Association of CD14 Promoter Polymorphism with Otitis Media and Pneumococcal Vaccine Responses
S. P. Wiertsema,1,2 S.-K. Khoo,2 G. Baynam,2 R. H. Veenhoven,3 I. A. Laing,2 G. A. Zielhuis,4 G. T. Rijkers,1,5 J. Goldblatt,2,6 P. N. LeSouëf,2 and E. A. M. Sanders1*Department of Pediatric Immunology, University Medical Center Utrecht, Utrecht, The Netherlands,1 School of Paediatrics and Child Health, University of Western Australia, Perth, Australia,2 Department of Pediatrics, Spaarne Hospital, Hoofddorp, The Netherlands,3 Department of Epidemiology and Biostatistics, Radboud University Nijmegen Medical Centre, Nijmegen, The Netherlands,4 Department of Medical Microbiology and Immunology, St. Antonius Hospital, Nieuwegein, The Netherlands,5 Genetic Services of Western Australia, Perth, Australia6
Received 16 February 2006/ Returned for modification 17 May 2006/ Accepted 9 June 2006
Innate immunity is of particular importance for protection against infection during early life, when adaptive immune responses are immature. CD14 plays key roles in innate immunity, including in defense against pathogens associated with otitis media, a major pediatric health care issue. The T allele of the CD14 C-159T polymorphism has been associated with increased serum CD14 levels. Our objective was to investigate the hypothesis that the CD14 C-159T allele is protective against recurrent acute otitis media in children. The association between the CD14 promoter genotype and the number of acute otitis media episodes was evaluated both retrospectively and prospectively in a cohort of 300 children. Serotype-specific immunoglobulin G (IgG) antibody responses after pneumococcal vaccinations were examined according to CD14 genotype to compare immune responsiveness across genotypes. An age-dependent association was found: compared with that for CC homozygotes aged between 12 to 24 months, TT homozygotes had fewer episodes of acute otitis media (79 versus 41%, respectively; P = 0.004); this relationship was absent in older children. Additionally, TT homozygotes showed higher serotype-specific anti-pneumococcal IgG antibody levels. Our data suggest that genetic variation in CD14, a molecule at the interface of innate and adaptive immune responses, plays a key role in the defense against middle ear disease in childhood and in pneumococcal vaccine responsiveness. These findings are likely to be important to these and other immune-mediated outcomes in early life.

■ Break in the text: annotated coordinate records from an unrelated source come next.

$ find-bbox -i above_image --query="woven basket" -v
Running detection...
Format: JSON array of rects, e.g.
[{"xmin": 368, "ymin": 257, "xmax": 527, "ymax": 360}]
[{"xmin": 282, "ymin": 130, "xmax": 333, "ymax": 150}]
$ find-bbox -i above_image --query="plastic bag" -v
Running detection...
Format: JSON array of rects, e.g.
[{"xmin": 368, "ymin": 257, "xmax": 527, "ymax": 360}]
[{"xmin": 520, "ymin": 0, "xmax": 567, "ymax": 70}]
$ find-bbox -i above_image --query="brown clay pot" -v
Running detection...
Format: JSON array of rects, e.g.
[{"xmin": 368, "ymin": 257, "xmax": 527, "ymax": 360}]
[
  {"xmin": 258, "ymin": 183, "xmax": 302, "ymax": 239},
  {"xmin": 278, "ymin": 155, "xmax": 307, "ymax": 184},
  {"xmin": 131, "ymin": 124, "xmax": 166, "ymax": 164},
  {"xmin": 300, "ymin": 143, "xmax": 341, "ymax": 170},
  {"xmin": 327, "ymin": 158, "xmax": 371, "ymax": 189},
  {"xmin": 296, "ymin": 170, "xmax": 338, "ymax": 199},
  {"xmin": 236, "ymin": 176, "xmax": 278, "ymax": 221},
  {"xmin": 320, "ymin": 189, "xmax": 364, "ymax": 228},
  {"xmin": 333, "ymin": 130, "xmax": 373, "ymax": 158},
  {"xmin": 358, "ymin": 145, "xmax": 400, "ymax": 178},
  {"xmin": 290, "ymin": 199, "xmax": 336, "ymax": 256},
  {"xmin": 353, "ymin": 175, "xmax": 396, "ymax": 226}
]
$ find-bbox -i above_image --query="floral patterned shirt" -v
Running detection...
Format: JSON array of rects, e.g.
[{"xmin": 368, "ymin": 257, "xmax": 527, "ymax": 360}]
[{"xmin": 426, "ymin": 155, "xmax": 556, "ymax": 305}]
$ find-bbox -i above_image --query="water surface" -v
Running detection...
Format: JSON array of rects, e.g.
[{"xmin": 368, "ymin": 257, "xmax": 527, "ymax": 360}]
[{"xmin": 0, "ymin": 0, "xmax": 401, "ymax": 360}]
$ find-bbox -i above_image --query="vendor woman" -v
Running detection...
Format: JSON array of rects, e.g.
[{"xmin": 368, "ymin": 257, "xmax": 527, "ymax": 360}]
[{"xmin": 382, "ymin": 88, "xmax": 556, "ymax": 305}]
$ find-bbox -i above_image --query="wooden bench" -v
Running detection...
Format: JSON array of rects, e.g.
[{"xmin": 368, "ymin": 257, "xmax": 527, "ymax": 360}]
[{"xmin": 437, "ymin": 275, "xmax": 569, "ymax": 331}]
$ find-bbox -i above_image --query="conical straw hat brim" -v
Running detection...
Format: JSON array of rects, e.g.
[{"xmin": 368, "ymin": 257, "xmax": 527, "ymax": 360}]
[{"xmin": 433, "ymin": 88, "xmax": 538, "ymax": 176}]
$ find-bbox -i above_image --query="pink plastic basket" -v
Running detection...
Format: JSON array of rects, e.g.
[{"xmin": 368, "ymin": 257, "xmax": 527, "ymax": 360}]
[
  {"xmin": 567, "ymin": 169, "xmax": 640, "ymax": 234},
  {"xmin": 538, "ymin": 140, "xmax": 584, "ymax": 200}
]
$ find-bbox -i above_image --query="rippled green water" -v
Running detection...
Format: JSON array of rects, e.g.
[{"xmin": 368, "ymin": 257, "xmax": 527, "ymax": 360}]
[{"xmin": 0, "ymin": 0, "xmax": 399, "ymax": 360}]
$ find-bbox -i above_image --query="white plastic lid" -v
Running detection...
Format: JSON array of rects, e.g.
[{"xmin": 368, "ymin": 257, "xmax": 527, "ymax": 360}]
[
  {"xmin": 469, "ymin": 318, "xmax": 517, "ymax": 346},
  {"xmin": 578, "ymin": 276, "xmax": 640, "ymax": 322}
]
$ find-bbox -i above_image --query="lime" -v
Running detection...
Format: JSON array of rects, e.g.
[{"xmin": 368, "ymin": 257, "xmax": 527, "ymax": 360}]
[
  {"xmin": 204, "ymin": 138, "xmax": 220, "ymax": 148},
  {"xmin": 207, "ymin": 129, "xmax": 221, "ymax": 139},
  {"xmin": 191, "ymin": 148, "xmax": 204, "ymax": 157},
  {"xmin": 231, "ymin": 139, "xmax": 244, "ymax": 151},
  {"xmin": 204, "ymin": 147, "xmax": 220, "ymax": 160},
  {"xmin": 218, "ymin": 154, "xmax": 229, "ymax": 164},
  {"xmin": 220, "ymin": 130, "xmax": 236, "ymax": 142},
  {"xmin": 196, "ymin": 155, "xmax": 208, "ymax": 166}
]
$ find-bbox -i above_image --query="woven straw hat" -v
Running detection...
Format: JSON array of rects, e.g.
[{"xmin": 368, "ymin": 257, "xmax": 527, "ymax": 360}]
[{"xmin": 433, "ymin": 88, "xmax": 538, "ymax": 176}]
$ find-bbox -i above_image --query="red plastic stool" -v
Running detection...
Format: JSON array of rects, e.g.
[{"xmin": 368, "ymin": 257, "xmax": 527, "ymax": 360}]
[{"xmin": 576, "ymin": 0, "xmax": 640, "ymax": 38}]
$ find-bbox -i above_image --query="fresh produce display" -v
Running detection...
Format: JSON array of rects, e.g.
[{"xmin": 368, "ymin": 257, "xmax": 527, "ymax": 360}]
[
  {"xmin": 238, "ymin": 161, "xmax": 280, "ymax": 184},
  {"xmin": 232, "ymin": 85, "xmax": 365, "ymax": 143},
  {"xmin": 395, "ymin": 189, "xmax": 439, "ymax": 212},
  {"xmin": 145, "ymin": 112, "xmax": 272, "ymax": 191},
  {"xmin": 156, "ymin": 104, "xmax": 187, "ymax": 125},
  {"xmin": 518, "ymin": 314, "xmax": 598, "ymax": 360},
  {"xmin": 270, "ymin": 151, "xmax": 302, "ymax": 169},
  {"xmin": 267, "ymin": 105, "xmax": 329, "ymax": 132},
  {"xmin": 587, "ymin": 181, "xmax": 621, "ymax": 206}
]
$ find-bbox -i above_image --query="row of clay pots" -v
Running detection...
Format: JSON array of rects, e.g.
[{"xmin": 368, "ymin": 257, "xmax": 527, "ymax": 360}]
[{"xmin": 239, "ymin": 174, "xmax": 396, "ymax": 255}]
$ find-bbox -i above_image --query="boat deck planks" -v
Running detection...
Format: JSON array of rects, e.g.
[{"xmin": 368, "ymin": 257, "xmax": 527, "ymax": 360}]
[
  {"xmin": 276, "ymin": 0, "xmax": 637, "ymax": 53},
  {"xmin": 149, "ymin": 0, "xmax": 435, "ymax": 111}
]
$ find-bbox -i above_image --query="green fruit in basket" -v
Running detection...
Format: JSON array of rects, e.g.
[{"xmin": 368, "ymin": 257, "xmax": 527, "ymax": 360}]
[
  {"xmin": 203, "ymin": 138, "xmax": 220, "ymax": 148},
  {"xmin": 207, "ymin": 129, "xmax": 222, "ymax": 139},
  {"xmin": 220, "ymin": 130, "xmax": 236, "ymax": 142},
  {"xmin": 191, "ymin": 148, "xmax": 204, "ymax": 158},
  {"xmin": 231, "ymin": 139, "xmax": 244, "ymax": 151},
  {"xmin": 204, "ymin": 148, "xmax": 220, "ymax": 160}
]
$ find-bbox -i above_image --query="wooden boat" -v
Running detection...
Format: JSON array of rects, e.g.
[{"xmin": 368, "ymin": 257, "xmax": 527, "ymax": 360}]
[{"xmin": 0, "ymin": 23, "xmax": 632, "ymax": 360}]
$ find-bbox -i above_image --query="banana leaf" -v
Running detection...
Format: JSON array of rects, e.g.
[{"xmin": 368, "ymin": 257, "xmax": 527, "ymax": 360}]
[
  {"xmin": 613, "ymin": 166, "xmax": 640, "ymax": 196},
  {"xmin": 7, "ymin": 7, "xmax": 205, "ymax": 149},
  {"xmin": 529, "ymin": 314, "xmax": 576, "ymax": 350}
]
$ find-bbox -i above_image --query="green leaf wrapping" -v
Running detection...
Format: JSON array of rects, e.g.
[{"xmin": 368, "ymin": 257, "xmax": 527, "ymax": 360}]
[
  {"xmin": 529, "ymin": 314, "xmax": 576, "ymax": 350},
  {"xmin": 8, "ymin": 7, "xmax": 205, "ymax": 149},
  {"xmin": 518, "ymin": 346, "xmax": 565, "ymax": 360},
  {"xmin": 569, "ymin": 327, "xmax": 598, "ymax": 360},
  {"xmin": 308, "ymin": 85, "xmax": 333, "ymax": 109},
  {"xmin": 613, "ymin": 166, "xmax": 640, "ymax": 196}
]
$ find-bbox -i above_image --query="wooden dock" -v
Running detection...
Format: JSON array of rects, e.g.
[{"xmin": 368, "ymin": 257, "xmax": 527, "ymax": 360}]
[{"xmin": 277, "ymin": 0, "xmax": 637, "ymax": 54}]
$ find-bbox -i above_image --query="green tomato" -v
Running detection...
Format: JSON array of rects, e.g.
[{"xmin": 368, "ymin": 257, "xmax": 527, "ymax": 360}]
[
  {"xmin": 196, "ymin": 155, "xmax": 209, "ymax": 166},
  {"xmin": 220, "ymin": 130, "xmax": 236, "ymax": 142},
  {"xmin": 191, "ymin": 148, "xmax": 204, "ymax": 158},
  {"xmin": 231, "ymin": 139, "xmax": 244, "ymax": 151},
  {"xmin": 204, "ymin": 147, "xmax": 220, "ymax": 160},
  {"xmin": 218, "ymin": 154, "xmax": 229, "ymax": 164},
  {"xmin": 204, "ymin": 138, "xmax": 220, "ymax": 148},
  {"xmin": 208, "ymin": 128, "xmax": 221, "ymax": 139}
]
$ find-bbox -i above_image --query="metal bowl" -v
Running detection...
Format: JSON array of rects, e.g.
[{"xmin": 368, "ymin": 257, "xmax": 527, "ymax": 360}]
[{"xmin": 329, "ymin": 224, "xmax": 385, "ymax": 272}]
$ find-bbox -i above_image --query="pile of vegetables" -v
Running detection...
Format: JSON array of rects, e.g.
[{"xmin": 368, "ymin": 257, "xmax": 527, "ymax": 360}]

* Corresponding author. Mailing address: Department of Pediatric Immunology, UMCU, Lundlaan 6, KC03.063.0, 3584 EA, Utrecht, The Netherlands. Phone: 31 30 2504000. Fax: 31 30 2505350. E-mail: l.sanders{at}umcutrecht.nl.
Clinical and Vaccine Immunology, August 2006, p. 892-897, Vol. 13, No. 8
1071-412X/06/$08.00+0 doi:10.1128/CVI.00100-06
Copyright © 2006, American Society for Microbiology. All Rights Reserved.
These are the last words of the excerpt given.